いつかは読んでみたいのが、韓国語の原書。
韓国語の原書に挑戦する際に文芸書と実用書のどちらが読みやすいかですが、実用書は、分かりやすい説明、表現を心掛けているものが多く、類推しやすい漢字語語彙が多かったりもするので、一般的に難易度は低くなります。
でもせっかくなら、韓国の名作文学を読んでみたい、同じ時代の韓国の文学作品を読んでみたい!とういう人もいるかと思います。この記事では、そういう人におすすめの本について見てみたいと思います。
記事の目次
韓国文学を楽しむ!文学賞受賞作品から選ぶ
文芸書は、小説などストーリーのあるものが多いですが、言葉の芸術という面もあり、時に理解しづらい語彙や表現が使われる場合もあります。

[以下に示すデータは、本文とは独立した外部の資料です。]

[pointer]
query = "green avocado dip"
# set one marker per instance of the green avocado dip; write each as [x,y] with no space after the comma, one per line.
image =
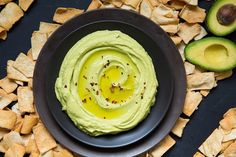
[107,83]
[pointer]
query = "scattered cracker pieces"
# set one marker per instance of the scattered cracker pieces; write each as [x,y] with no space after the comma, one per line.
[63,14]
[163,146]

作品の世界観も大事ですが、平易な言葉や表現が用いられているか確かめてから選んだ方がいいでしょう。
文学作品を選ぶ際は、文学賞を受賞した作品・作家から選ぶのも一つの手です。伝統ある文学賞を挙げてみます。
이상문학상(李箱文学賞)
天才詩人と呼ばれた이상(李箱)の功績をたたえて문학사상(文学思想)社が創設。前年に文芸誌および各雑誌で発表された短・中編の純文学小説から選考。
동인문학상(東仁文学賞)
東仁文学賞は김동인(金東仁)の文学業績をたたえ、1955年사상계(思想界)社によって創設。主要雑誌に発表された短・中編小説の中から1編が選定されます。発表の場である雑誌『思想界』が1967年に廃刊し12年もの空白がありましたが、現在は조선일보(朝鮮日報)社が運営を引き継ぎ復活しました。
현대문학상(現代文学賞)
月刊誌『현대문학(現代文学)』が主催。詩、小説、戯曲、評論の4部門に賞が贈られます。第1回は1956年に行われました。この賞で有名になった作家に、小説家조정래(趙廷来)がいます。
韓国文学を楽しむ!日本語訳のある作品を読む
『82년생 김지영』の日本語版『82年生まれ、キム・ジヨン』のヒットに続いて。日本でも韓国の現代文学が多く翻訳出版されるようになりました。作品を通じて、韓国の人たちの生活や感情を細やかに読み取ることができるので、韓国語の学習以上に得られるものが多いはずです。
出版社クオンの「新しい韓国の文学」シリーズでは、韓国の現代作家の作品を次々と翻訳出版しています。また「韓国文学ショートショート」シリーズでは、短編作品を韓日それぞれの言語で掲載してあります(本の左半分が韓国語のオリジナル、右半分が日本語翻訳になっています)。
まず日本語で読んでから、韓国語のオリジナルに挑戦してみるのはいかがでしょうか?
日本の作家の韓国語翻訳版
また、日本語で読んだことのある作品を読むのも有効です。村上春樹、江國香織、浅田次郎などはもちろん、東野圭吾、恩田陸などの流行作家の作品は韓国で人気なので、容易に入手できます。
また、海外文学の韓国語版も実はおすすめ。翻訳ということもあって、何回な言い回しや表現が少ない傾向にあり読みやすいといえます。特に、日本語で読んだことがある海外の作品を韓国語で読んでみることをおすすめします。
韓国の出版社を知っておく
本を探すに当たっては、主要な出版社を知っておくと役に立ちます。
全てをカバーできませんが、例を挙げるなら、文芸書は문학동네(文学トンネ)、문학사상(文学思想)、민음사(民音社)、문학과지성(文学と知性)、 현대문학(現代文学)。
児童書は창비(創批)や사계절출판사(四季節出版社)、絵本は보림출판사(ポリム出版社)。
教養系の実用書は김영사、푸른숲、다산북스(茶山ブックス)などが有名どころです。
文庫本は범우사(汎友社)が多く出しています。